Pena, solitudine, rifiuto di ogni contatto umano, esistenza errante: è una catastrofe senza ragione, perché Bellerofonte, eroe coraggioso e giusto, non ha commesso alcun crimine verso gli dèi3. Anzi, all’opposto: le sue disgrazie, il primo esilio sono dovuti alla sua virtú; tutte le prove da lui subite gli vengono dal rifiuto delle profferte di una regina che il dispetto trasforma in persecutrice. Bellerofonte ha affrontato valorosamente la lunga serie delle sue fatiche, ha vinto la Chimera, sventato le imboscate, conquistato la sua terra, la sua sposa, il suo riposo. Ed ecco che crolla, nel momento in cui tutto gli sembrava concesso. Nella lotta ha esaurito le energie vitali? In mancanza di nuovi avversari, ha rivolto contro se stesso il proprio furore? Lasciamo da parte simile psicologia che non c’è in Omero. Soffermiamoci, piuttosto, sull’immagine straordinariamente forte di un esilio imposto per decreto divino. Gli dèi, nel loro complesso, ritengono giusto perseguitare Bellerofonte: l’eroe, che ha saputo cosí bene resistere alla persecuzione degli uomini, non ha il nerbo per combattere l’odio degli dèi. E la vittima dell’ostilità universale degli Olimpi non ritrova piú il gusto di incontrare altri esseri umani. Ecco cosa deve attrarre la nostra attenzione: nel mondo omerico, tutto avviene come se la comunicazione dell’uomo con i propri simili, come se la dirittura del suo cammino avessero bisogno di una garanzia divina4. Quando tale favore è rifiutato dalla totalità degli dèi, l’uomo è condannato alla solitudine, alla pena «divorante» (che è una forma di autofagia), a errare nell’ansia. La depressione di Bellerofonte non è altro che l’aspetto psicologico di questo abbandono dell’uomo da parte delle potenze superiori. Disertato dagli dèi, coraggio e risorse gli vengono meno. Una collera misteriosa, incombendo dall’alto, lo tiene discosto dalle vie frequentate dagli uomini, lo spinge al di fuori di ogni meta, di ogni senso. È, questa, pazzia, mania? No: nel delirio, nella mania, l’uomo è incitato o abitato da una potenza sovrannaturale, della quale percepisce la presenza. Qui, tutto è distacco, assenza. Vediamo Bellerofonte errare come nel vuoto, lontano dagli dèi, lontano dagli uomini, in un deserto senza fine.

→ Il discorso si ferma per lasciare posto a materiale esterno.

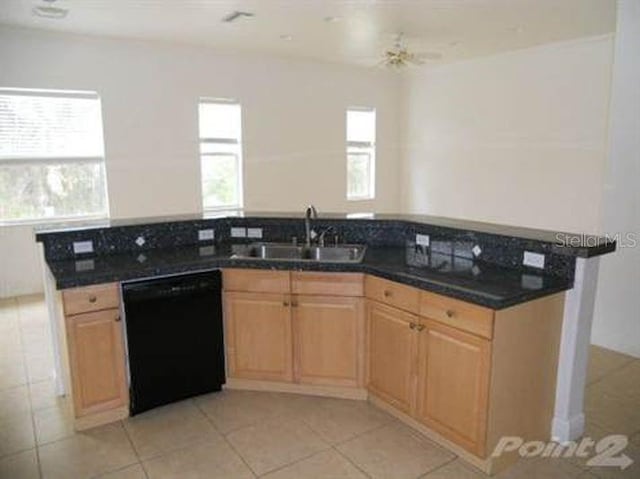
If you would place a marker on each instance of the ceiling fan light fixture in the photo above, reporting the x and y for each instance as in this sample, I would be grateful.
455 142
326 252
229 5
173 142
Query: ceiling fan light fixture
236 15
49 11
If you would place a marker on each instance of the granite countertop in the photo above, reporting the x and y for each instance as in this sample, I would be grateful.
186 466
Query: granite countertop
477 282
573 244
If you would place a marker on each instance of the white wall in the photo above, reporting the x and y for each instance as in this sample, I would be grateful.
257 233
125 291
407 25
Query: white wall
517 138
617 314
293 126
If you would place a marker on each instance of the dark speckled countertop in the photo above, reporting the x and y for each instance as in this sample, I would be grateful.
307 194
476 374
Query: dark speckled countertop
486 284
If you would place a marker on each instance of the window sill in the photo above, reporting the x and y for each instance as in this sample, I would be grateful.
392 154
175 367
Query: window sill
361 198
46 223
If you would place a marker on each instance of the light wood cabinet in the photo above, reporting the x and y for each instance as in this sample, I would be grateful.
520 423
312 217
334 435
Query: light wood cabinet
328 344
95 345
310 333
392 355
453 381
433 372
258 336
96 356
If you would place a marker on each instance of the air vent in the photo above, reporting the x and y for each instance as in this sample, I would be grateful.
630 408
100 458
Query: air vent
233 16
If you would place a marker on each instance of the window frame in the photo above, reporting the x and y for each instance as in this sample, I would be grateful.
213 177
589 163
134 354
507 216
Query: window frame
59 160
222 141
358 148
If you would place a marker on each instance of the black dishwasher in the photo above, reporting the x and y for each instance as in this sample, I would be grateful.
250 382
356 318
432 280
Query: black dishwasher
174 338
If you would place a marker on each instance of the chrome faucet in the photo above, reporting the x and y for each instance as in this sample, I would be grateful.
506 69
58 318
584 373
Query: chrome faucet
308 214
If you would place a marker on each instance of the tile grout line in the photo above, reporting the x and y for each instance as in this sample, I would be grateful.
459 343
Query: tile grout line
437 468
28 388
224 438
350 461
133 447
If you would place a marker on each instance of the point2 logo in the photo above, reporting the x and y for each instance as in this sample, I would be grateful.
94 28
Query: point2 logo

Per liberarsi della sua «nera» pena, il malinconico ha la sola risorsa di attendere o di accattivarsi nuovamente la benevolenza divina. Prima che possa rivolgere la parola agli uomini, una divinità deve restituirgli il favore di cui è stato privato. Occorre che cessi la situazione di abbandono. La volontà degli dèi è, però, capricciosa…
Ma Omero è anche il primo a evocare la potenza del medicamento, del phármakon. Mescolanza di erbe egiziane, segreto di regine, il nepenthés assopisce le sofferenze e placa i morsi della bile. È giusto che sia Elena, per il cui amore gli uomini sono pronti a dimenticare ogni cosa, a detenere il privilegio di dispensare la pozione dell’oblio: questa attenuerà il rimpianto, disseccherà per un po’ le lacrime, ispirerà l’accettazione rassegnata dei decreti imprevedibili degli dèi. E proprio nell’Odissea (canto IV, vv. 219 sgg.), poema dell’eroe ingegnoso e delle sue mille risorse, si doveva veder apparire questo meraviglioso artificio grazie al quale l’uomo attutisce i tormenti che ne accompagnano il destino violento e la tempestosa condizione.
Se dunque Omero ci offre un’immagine mitica della malinconia secondo cui l’infelicità dell’uomo deriva dalla sua disgrazia agli occhi degli dèi, ci propone anche l’esempio di una mitigazione farmaceutica della pena, che nulla deve al loro intervento: una tecnica tutta umana (accompagnata con ogni probabilità da qualche rito) trasceglie le piante, spreme, mescola, decanta i loro principî al contempo tossici e benefici. Sicuramente la bellissima mano che largirà la bevanda accrescerà l’efficacia della droga, già di per sé ricca di malia. La pena di Bellerofonte ha origine nel consesso degli dèi, ma gli stipi di Elena contengono il rimedio.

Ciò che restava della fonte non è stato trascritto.